Summary:

Following News Corp.’s win with the regulators over BSkyB (NYSE: BSY), James Murdoch is getting the corporate equivalent of a post-Super Bow…

Following News Corp.’s win with the regulators over BSkyB (NYSE: BSY), James Murdoch is getting the corporate equivalent of a post-Super Bowl trip to *Disney* World: a promotion to the new role of deputy COO and chairman/CEO of News Corp International plus a move to corporate headquarters in New York. James, the only child of Rupert Murdoch to stick with News Corp (NSDQ: NWS). as a day job, has been based in London as chairman and chief executive, Europe and Asia, and executive chairman, News International. This new job marks him firmly as the Murdoch most likely to succeed his father as chairman and CEO of News Corp.

But this morning’s announcement also makes it clear that he is not the person next in line. In the new role, James Murdoch will continue to report to Chase Carey, the deputy chairman, president and COO. He will “work closely” with Rupert Murdoch, not much of a change from now but more proximity. He already has an office in the mid-Manhattan HQ and will use it as his base starting this summer.

While brother Lachlan has been carving out his own post-News Corp. career in Australia and sister Elisabeth has been building production house Shine, James has been working steadily on a number of vital News Corp projects, including the buildup of BSkyB and the campaign for approval to buy the rest of it and the effort to add digital subscription revenue streams to News Intl’s coffers.

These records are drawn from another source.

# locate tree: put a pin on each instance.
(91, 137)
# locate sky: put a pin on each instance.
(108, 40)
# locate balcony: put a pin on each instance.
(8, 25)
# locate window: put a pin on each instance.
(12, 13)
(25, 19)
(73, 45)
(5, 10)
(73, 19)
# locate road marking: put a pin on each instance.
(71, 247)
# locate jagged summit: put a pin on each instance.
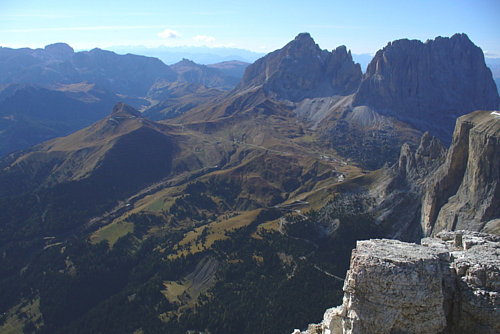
(185, 62)
(428, 85)
(302, 70)
(60, 50)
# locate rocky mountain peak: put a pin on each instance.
(302, 70)
(60, 51)
(398, 287)
(465, 191)
(428, 85)
(124, 110)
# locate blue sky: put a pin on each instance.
(262, 26)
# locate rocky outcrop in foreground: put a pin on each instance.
(449, 284)
(464, 193)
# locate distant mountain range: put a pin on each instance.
(50, 92)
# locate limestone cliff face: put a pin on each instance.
(449, 284)
(301, 69)
(398, 192)
(464, 193)
(428, 85)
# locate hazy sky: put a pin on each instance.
(262, 26)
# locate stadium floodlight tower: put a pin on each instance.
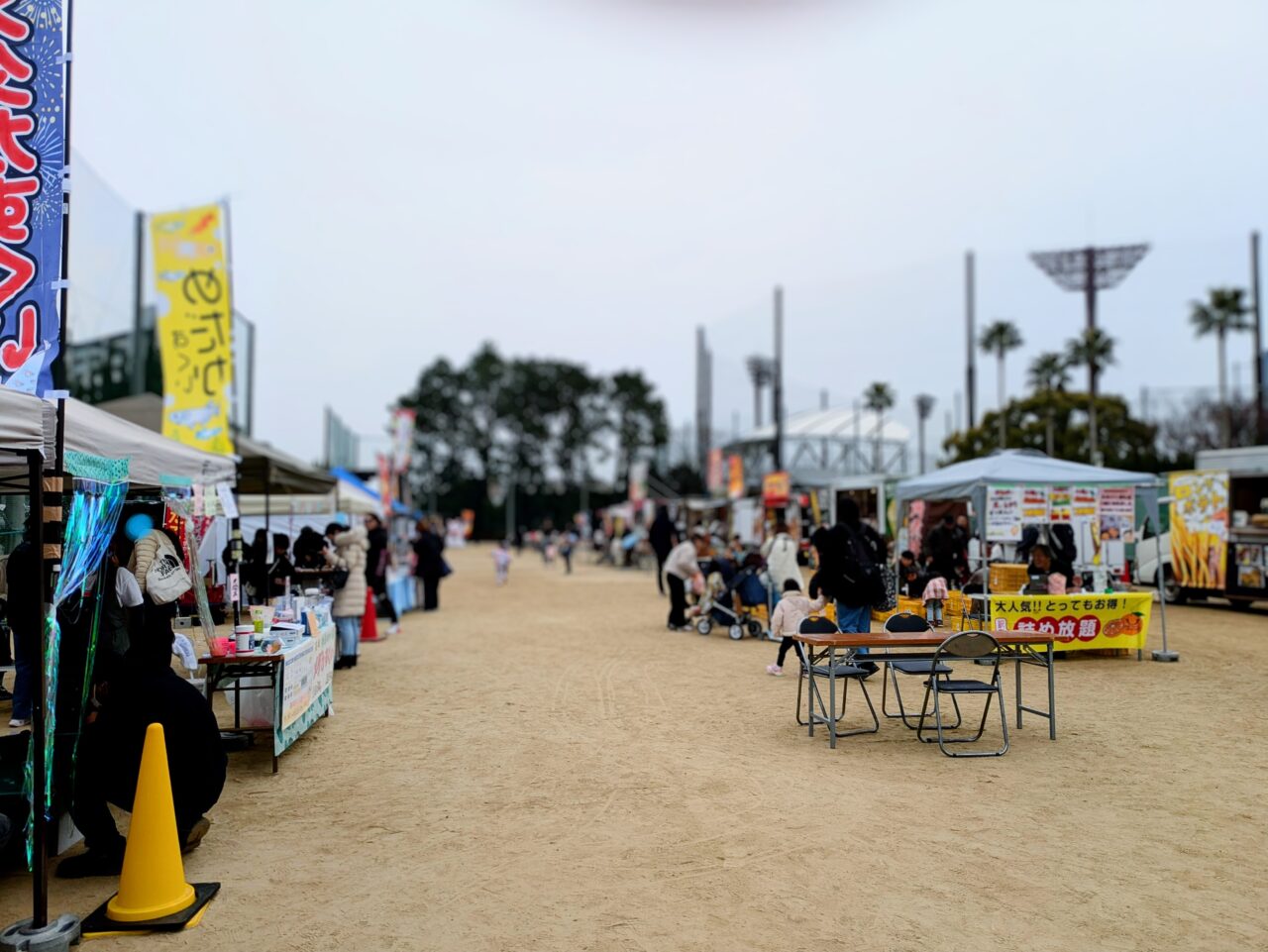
(1091, 270)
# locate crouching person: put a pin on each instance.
(146, 691)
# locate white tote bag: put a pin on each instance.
(166, 579)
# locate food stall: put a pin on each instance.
(1012, 489)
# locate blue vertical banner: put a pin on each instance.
(32, 157)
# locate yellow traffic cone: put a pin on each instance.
(153, 890)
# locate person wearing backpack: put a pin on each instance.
(158, 567)
(850, 558)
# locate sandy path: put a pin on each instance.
(546, 767)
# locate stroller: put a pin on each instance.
(718, 602)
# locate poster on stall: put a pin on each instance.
(777, 489)
(1004, 513)
(194, 326)
(1118, 513)
(1033, 504)
(638, 481)
(33, 113)
(1059, 508)
(1085, 503)
(734, 476)
(402, 438)
(1078, 621)
(1200, 527)
(1250, 565)
(715, 483)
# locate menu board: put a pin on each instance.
(1250, 565)
(1033, 504)
(1118, 513)
(1004, 513)
(1059, 510)
(1200, 527)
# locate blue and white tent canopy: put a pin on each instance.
(961, 480)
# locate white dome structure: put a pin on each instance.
(823, 445)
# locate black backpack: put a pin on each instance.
(861, 571)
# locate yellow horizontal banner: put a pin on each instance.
(1078, 621)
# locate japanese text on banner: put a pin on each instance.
(1078, 621)
(195, 321)
(32, 126)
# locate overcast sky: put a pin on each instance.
(591, 179)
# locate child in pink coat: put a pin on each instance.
(787, 620)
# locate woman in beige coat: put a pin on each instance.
(350, 549)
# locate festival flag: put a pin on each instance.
(194, 326)
(32, 158)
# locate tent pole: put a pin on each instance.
(267, 484)
(1164, 654)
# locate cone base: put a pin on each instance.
(99, 923)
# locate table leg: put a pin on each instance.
(809, 691)
(832, 697)
(1017, 661)
(1051, 696)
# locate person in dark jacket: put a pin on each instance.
(146, 692)
(429, 565)
(662, 536)
(945, 548)
(850, 558)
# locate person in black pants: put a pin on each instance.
(376, 571)
(680, 568)
(429, 565)
(662, 536)
(148, 691)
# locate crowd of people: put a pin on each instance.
(353, 563)
(850, 568)
(131, 677)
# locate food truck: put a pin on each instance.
(1216, 543)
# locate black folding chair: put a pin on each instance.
(845, 672)
(964, 645)
(909, 622)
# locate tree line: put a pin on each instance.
(535, 427)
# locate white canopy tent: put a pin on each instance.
(154, 461)
(972, 478)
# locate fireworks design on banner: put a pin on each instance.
(41, 13)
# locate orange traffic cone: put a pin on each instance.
(153, 896)
(370, 619)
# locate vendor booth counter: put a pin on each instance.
(283, 693)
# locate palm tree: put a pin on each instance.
(1223, 311)
(878, 398)
(1049, 374)
(1092, 349)
(923, 408)
(999, 339)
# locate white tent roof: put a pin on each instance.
(26, 422)
(153, 459)
(348, 498)
(833, 425)
(1012, 468)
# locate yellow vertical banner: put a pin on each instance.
(1200, 527)
(194, 326)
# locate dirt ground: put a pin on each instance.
(546, 767)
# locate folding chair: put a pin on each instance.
(910, 622)
(845, 672)
(964, 645)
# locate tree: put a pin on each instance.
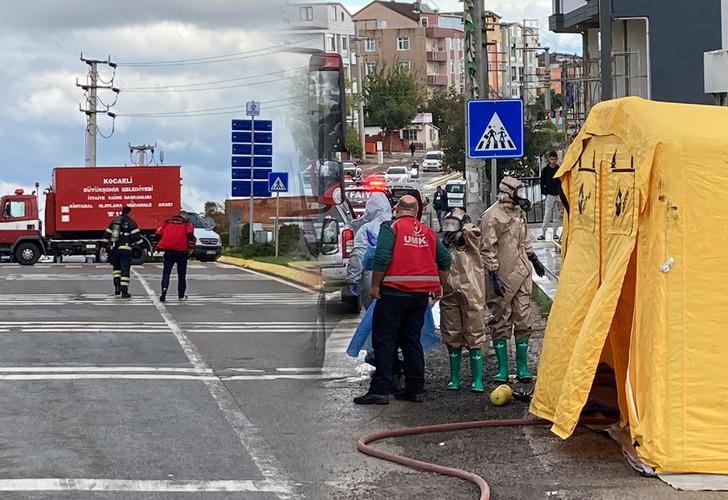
(353, 142)
(393, 97)
(216, 212)
(448, 114)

The move comes as News Corp. acquires his sister’s company, freeing her up to join the board. That acquisition also has caused a fresh critical look at the role of the family in the public company, perhaps making this timing a little surprising from the outside.

But it would be hard to argue at this point that James Murdoch is being handed anything (although I’m sure some people will try). He has been emerging carefully as a spokesperson on major issues in recent years and has been the company’s face in Europe and Asia. He also has been earning his operating chops. The announcement stresses that he will “bring his significant operational expertise to bear across News Corporation’s broad asset portfolio, collaborating with senior leaders to develop and execute strategies and plans that strengthen and further evolve businesses, extend brands, and build new franchises.”

It’s not that he’s done everything right. But he has experimented enough — and accomplished enough — to get to this rung.


This Murdoch is certainly a chip off the old block. Whilst stewarding News Corp’s EMEA region, he has made high-profile defences of copyright, paid content and free-market media and attacks on the BBC. At each instance, you would have been forgiven for hearing the words in his father’s Antipodean twang, rather than the son’s mid-Atlantic tongue.

James has executed Rupert’s belief in a paid digital media economy, predominantly fuelled by subscriptions, in quick time – something the father pronounced during the great industry debate of late 2009 and which News International launched in Britain with “paywalls” around The Times and News Of The World by mid-2010, plus plans ongoing in Australia.

The projects have not been without their cynical onlookers – The Times’ system is now more or less in place with just 79,000 subscribers and not a sniff of any NYT-style holes in the wall. Many might wonder if James hasn’t taken his dad’s dictates a little too literally.

But executed, it is – James Murdoch is credited with helping to try reinventing News Corp. in the image of one of its most successful units, BSkyB, the UK pay-TV firm and telco which Murdoch once ran as CEO and which he has tried to replicate elsewhere in Europe by buying up rivals.

His elevation within the mothership, therefore, points toward the eventual anointing of a modern Rupert, a premium-media tsar for the digital age.